Le général Grouchy, fait prisonnier à la bataille de Novi, et conduit à Grätz, y avait résidé assez longtemps et beaucoup connu un nommé Haas, placé à la tête d'une administration de bienfaisance et d'un hôpital. Cet homme, ennemi de la maison d'Autriche et révolutionnaire décidé, s'abandonnait à des rêves politiques et souhaitait un changement. Ses fonctions le mettaient en rapport journalier avec beaucoup de gens de la campagne; par son intermédiaire je fus instruit, chaque jour, du lieu où était le quartier général de l'archiduc et de la masse de ses troupes.
Après avoir tout préparé pour une marche légère et rapide, évacué d'avance mes malades et mes blessés, fait disposer des vivres toujours prêts à Bruck, à Murzzuschlag et sur toute cette route, le 14 frimaire (5 décembre), les rapports m'ayant fait supposer la position de l'ennemi telle que je n'avais plus que juste le temps nécessaire pour le devancer à Vienne, je me mis en marche, et le troisième jour mon avant-garde entrait à Neustadt, quand les coureurs de l'archiduc s'y présentaient de leur côté.

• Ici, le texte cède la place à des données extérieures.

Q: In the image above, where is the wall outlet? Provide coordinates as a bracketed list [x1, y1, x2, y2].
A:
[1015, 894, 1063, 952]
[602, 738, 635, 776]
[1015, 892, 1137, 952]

Nous fîmes là une rencontre très-affligeante: celle d'un officier d'état-major apportant la nouvelle de l'armistice conclu et signé à Austerlitz le 15 frimaire (6 décembre). Sans cet événement, j'aurais été le lendemain près de Vienne, soutenu par tout ce qui se trouvait dans cette ville. Deux jours après, la plus grande partie de l'armée victorieuse à Austerlitz serait arrivée, et nous aurions eu une grande bataille, sous les murs mêmes de cette capitale, où j'aurais joué un rôle important, me trouvant à l'avant-garde, et mes troupes étant toutes fraîches et remplies d'ardeur.